Northwestern University astronomer Dr. J Allan Hynek arranged a meeting in Chicago with Marjorie Fish and Stanton. She brought one of her smaller models to the Adler Planetarium. Dr. David Saunders, who wrote UFOs? Yes! Where the Condon Committee Went Wrong, a negative book about the University of Colorado study (Directed by Dr. Edward U. Condon, a well-known physicist) with which he had been connected, was also able to make it for that meeting. Fish discussed the catalogs she had checked and the standards she had used to select the stars in her model, and responded to the scientists’ questions.
Dr. George Mitchell of the astronomy department at Ohio State University in Columbus, Ohio, used one of Fish’s models as a teaching tool in his department. He assured us that her work was very accurate, and that he could find no problems with it. Saunders obtained a computerized version of the Gliese Catalog of Nearby Stars, which had the most recent stellar distance data, and checked on Fish’s work as well. He also found it very accurate. Mitchell and Fish (who was now working at the Oak Ridge National Laboratory in Oak Ridge, Tennessee), and Betty Hill were all interviewed by Stanton in 1978 for the documentary film UFOs ARE Real.
Stanton sent an article that he had cowritten (with Ann Slate Gironda, which appeared in Saga Magazine) to astronomy writer Terence Dickinson. He was working at the Strassenburg Planetarium and had attended a college lecture that Stanton had given in Rochester, New York. By now he was editor of Astronomy Magazine. They met again when Stanton was lecturing at a college in Milwaukee, where the magazine was then headquartered. He suggested Dickinson do an article about Fish’s work. Prior to writing the article, Dickinson talked to a number of people, including Miss Fish and Drs. Mitchell, Saunders, and Hynek. Showing great courage in view of the negative attitude of the astronomical community toward UFOs, he published “The Zeta Reticuli Incident” in Astronomy’s December 1974 issue. The article drew more response than any article ever published by Astronomy, to date. Dickinson published many letters and pieces about it over the next year. There were, as might be expected, several attacks, including one from Sagan and his Cornell associate, Dr. Steven Soter. Some of Hynek’s students, whom he had asked to look at the work after the Chicago meeting, also joined in the discussion to cover such topics as the age of Zeta 1 and Zeta 2 Reticuli.

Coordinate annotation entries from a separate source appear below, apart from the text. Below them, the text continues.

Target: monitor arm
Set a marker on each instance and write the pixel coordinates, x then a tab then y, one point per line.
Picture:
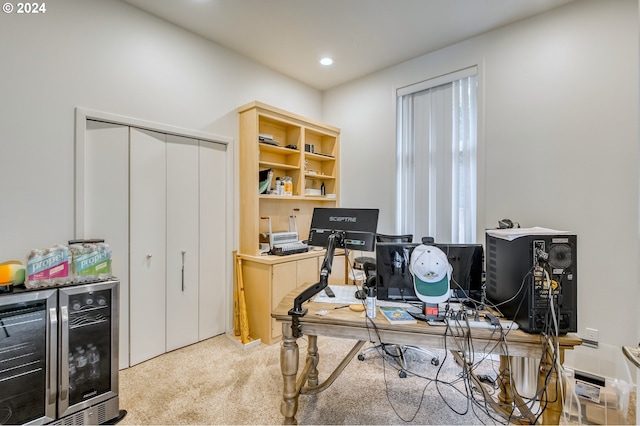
335	240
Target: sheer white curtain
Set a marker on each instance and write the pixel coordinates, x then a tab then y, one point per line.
436	156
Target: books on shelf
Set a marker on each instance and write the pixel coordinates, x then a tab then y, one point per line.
397	315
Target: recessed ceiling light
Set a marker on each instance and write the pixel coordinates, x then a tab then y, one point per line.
326	61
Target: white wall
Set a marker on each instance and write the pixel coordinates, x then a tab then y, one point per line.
107	56
558	136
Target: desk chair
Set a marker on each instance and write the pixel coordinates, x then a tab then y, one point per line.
399	349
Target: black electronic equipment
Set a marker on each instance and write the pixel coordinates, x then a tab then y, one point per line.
393	278
357	226
335	228
517	281
467	261
395	282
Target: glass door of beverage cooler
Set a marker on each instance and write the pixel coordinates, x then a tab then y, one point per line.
28	357
89	345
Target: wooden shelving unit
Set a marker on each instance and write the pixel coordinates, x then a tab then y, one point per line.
268	278
307	170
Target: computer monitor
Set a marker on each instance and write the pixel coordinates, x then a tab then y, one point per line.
395	282
356	226
333	228
393	279
467	261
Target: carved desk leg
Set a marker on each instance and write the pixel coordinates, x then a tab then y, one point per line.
506	391
313	355
551	414
289	358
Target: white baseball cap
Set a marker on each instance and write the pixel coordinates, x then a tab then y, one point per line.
431	273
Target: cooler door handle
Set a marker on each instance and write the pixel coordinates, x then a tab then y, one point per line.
53	354
64	340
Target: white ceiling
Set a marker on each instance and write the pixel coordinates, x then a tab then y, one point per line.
362	36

These are the stars that Fish concluded were the ETs’ base stars, quite close to each other, with heavy trade routes between them. These are in the southern sky constellation of Reticulum, “The Net.” Because of the great interest, Astronomy published a 32-page full-color-on-coated-paper booklet, “The Zeta Reticuli Incident” (Astromedia Corporation, 1976). It included the original article and the subsequent publications, which included detailed responses from Fish and others. Amazingly, 10,000 copies were sold within a very short time. The booklet on the cover page included a list of authors of related commentary, including Sagan. Sagan’s attorneys threatened to sue the publisher because his name was listed, even though he was just one of several contributors named. Somewhat to Dickinson’s surprise, his young and courageous publisher, Steve Walther, who also had been behaving strangely for some months, caved in. The reason be- came obvious when Walther died of a brain tumor less than a year later. Because of the legal threats, and because Stanton had instigated the article, Astromedia made Stanton an offer he couldn’t refuse, and he wound up distributing almost 18,000 copies of the booklet.